Course subject(s) 4: Resource Management and Scheduling

Next to the mechanism and policy, a third important concept for scheduling in distributed systems is the scheduling architecture: how the scheduling components are arranged to work with each other toward taking and enforcing scheduling decisions.

There are many possible architectures, but the main classes discussed in this section are (i) architectures for scheduling in single-cluster systems and (ii) architectures for scheduling in multi-cluster systems. The concept of a cluster is common practice, denoting the grouping of a large number of resources, typically similar at least in what concerns the scheduling interface, under the same operational authority. A cluster in a data center is currently constructed physically as a few tens of powerful but common computers (machines, nodes), placed in a rack, interconnected with a good but common network, accessible from the rest of the data center through a top-of-the-rack switch or router.

The remainder of this section details scheduling architectures for single- and multi-cluster systems.

Single-Cluster Scheduling Architectures

Among the common single-cluster architectures, we distinguish two extreme designs: the centralized approach governed by a head node, of which Kubernetes and VMware cluster services are modern examples, and the decentralized approach, of which Condor (and its variant, Mesos) is a canonical example.

The centralized approach using a head node to manage the cluster.

Figure 1. The centralized approach with a head node to manage the cluster.

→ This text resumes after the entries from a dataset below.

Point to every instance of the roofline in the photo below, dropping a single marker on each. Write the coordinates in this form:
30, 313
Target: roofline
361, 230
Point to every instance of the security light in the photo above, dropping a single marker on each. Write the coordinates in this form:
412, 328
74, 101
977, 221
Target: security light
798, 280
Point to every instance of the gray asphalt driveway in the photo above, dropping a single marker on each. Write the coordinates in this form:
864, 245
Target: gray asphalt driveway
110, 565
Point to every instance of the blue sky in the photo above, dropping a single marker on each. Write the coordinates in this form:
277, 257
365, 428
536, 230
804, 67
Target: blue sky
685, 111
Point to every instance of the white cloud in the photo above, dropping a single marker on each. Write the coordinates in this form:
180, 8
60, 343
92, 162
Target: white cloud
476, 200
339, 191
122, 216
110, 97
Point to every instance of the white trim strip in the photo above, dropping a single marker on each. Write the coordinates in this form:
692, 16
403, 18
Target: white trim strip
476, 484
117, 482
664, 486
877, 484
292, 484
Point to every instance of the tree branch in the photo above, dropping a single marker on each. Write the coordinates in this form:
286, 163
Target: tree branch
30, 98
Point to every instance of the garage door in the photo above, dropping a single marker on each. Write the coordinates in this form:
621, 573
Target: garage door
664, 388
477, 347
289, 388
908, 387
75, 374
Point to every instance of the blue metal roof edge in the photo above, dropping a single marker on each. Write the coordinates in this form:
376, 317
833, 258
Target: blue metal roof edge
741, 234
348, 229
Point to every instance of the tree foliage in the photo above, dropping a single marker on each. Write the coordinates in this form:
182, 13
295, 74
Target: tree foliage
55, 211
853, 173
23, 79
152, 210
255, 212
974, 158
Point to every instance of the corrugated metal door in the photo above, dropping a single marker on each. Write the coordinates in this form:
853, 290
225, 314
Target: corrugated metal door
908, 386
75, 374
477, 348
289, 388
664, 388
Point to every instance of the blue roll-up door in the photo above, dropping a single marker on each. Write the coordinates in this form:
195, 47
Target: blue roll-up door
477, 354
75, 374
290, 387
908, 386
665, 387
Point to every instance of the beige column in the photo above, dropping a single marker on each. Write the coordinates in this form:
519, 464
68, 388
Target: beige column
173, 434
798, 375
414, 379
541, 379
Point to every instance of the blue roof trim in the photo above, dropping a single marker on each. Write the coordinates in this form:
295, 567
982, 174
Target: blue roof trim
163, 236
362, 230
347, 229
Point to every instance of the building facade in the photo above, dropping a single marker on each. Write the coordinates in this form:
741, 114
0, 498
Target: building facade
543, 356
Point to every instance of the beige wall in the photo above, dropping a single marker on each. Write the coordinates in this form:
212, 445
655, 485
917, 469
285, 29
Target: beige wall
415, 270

Centralized approach to managing a single cluster: Figure 1 illustrates an architecture where the central head node receives all jobs and governs how they are distributed to each node. The head node runs a scheduling mechanism and policy, typically queue-based. In the figure, the head node decides to allocate the first 300 incoming jobs without load balancing: The top-left node receives 200 jobs for execution, the top-right node receives 100, and the rest of the nodes are not involved in running these jobs. This can have different consequences: in terms of availability of resources, it leaves half the system available for an important job about to arrive but also does not fully utilize the resources.

Advantages: Overall, the system is not overly complex. A central head node simplifies implementing and deploying in production dynamic resource scheduling and other complex operational techniques, for example, scheduling tasks and jobs with affinities, fair-sharing, migrating tasks and their state, offering high-availability services especially with active-active replication, etc. On the client side, the single, central head node simplifies the resource selection problem – only one entry point exists in the system.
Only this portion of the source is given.